When celebrities and wealthy people get divorced, details about those legal proceedings usually make the news headlines. And, one term that often comes up in those cases is "prenuptial agreement." Our readers in Florida probably know that the point of these documents is to protect assets and keep them separate in the event that a marriage ends in divorce. But, could bad drafting and negotiating in the lead up to signing the document actually invalidate a "prenup"?
The short answer is yes. While every prenup will be unique to the realities of each individual relationship that is the subject of the document, there are certain requirements that need to be met or, in the worst-case scenario, a court may invalidate the document if and when it is set to be enforced. Florida residents should be mindful of these requirements if they want to have the best chance to have their prenups enforced when they are needed.

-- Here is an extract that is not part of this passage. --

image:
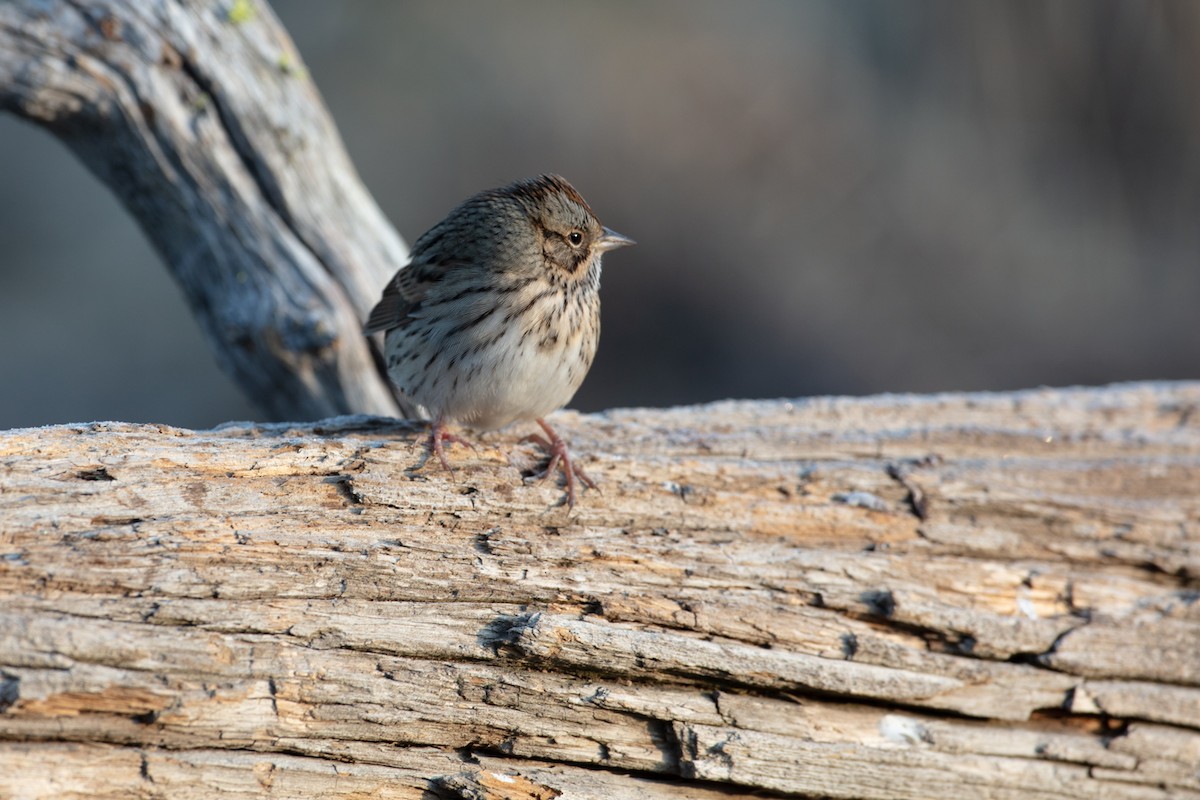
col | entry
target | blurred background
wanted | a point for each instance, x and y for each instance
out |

First and foremost, like most other legal agreements, prenups need to be in writing and they need to be signed before the couple actually gets married. But, the document can't just be written up by one side and presented to the other in a "take it or leave it" manner just before they walk down the aisle. Both sides must read and understand the terms of the document, and they must also have adequate time to review the document, potentially even with separate attorneys.
The documents also must be very thorough, including all of the most accurate and up-to-date information that can be impacted by the terms of the prenup. If the document is incomplete or contains false information, it could be invalidated when it is time for the document to be enforced. Each prenup is unique, so Florida residents who are having issues with a prenup will want to get more information about their own unique situation.